As interest rates drop to record lows, you hear about refinancing your mortgage more and more. Maybe you've even talked to friend or family who have refinanced, and are now enjoying lower monthly payments.
Refinancing your mortgage simply means you're taking out a new loan with different terms. That new loan will pay off your old mortgage loan, and because you now have new terms - which are usually much more favorable than your old mortgage terms - you're likely to have lower monthly mortgage payments.
Most home owners refinance their mortgage because it will give them lower interest rates and lower monthly payments. Another good reason to refinance your mortgage though, is that it gives you the opportunity to change the type of mortgage loan you have.
If your credit rating is much better now than it was when you first got your mortgage, that's another great reason to refinance. The better credit rating can often help you get better terms with the mortgage refinance.
Refinancing also allows you to build equity in your home faster, and it allows you to take advantage of equity you've already built up as well.
There are several things to consider before refinancing your mortgage though, so let's look at a few of those.
Lower Interest Rates - If you want to refinance to take advantage of lower interest rates, you'll want to first consider how much longer you plan to continue living in your home. If you expect to stay there for at least several more years, then you'll want to weigh the savings in interest against the cost of refinancing the mortgage. If however, you expect to move to another home soon, the costs of refinancing might outweigh the interest reduction benefits.
Building Equity - If you're looking at refinancing your mortgage so that you can build equity in the home faster, you might want to also consider changing your loan type at the same time. If you're able to afford higher monthly payments for instance, the faster way to build equity in your home would be to refinance it on a 10 or 15 year mortgage term instead of the standard 30 years.
Change Your Loan Type - Changing your loan type might be an excellent reason to refinance, particularly if you started out with an Adjustable rate mortgage. ARMs tend to have lower interest rates than fixed mortgages do in the beginning, but with interest rates now at record lows, you might be better off changing to a fixed rate mortgage instead of holding on to the ARM.
Changes in Credit Status - This is especially useful to anyone who started out with a sub prime mortgage because their credit was tarnished. Most likely you have a much higher interest rate because of these credit problems. It's not uncommon though, for your credit to have improved since you first got that mortgage. So refinancing is an excellent way to take advantage of that. The improvements in your credit rating can drastically lower your interest rates and your mortgage payments too.

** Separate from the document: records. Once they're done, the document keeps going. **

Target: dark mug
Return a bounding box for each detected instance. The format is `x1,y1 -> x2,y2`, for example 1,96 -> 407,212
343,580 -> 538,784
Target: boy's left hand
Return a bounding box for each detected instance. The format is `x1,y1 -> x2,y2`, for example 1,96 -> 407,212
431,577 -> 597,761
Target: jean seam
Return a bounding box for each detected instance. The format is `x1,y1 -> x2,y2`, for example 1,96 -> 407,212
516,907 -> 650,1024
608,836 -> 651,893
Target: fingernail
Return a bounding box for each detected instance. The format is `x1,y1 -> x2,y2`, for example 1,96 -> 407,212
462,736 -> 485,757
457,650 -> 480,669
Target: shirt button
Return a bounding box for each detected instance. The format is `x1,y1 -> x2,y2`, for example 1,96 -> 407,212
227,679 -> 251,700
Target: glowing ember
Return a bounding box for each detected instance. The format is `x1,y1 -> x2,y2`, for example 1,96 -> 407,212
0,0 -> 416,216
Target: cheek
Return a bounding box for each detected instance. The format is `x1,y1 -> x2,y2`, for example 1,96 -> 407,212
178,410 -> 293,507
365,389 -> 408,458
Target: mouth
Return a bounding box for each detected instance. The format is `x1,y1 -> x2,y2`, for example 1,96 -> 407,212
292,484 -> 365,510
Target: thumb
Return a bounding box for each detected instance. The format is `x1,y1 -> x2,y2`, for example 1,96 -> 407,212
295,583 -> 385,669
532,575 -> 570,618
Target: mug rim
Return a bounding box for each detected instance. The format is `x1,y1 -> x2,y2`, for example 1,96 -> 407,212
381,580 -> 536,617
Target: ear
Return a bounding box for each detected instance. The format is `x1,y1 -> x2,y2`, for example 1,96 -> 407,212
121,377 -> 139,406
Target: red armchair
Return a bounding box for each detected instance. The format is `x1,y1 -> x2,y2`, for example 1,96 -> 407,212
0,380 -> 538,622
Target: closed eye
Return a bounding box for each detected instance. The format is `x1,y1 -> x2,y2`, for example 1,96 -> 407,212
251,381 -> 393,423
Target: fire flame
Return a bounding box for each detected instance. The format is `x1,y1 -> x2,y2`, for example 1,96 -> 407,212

The steps involved with refinancing your mortgage are similar to those you took when you first took out the mortgage initially. You'll need to fill out loan paperwork, and your lender will take a close look at your credit history, employment stability, income and debt. They'll of course also asses the value of your home, as well as how much equity you currently have.
There are fees involved with refinancing your mortgage too. These include all the general mortgage fees such as closing costs, application fees, title insurance, appraisal costs, points, penalties and so on. Be sure to discuss these details in full with your chosen lender before moving forward with your mortgage refinancing plans.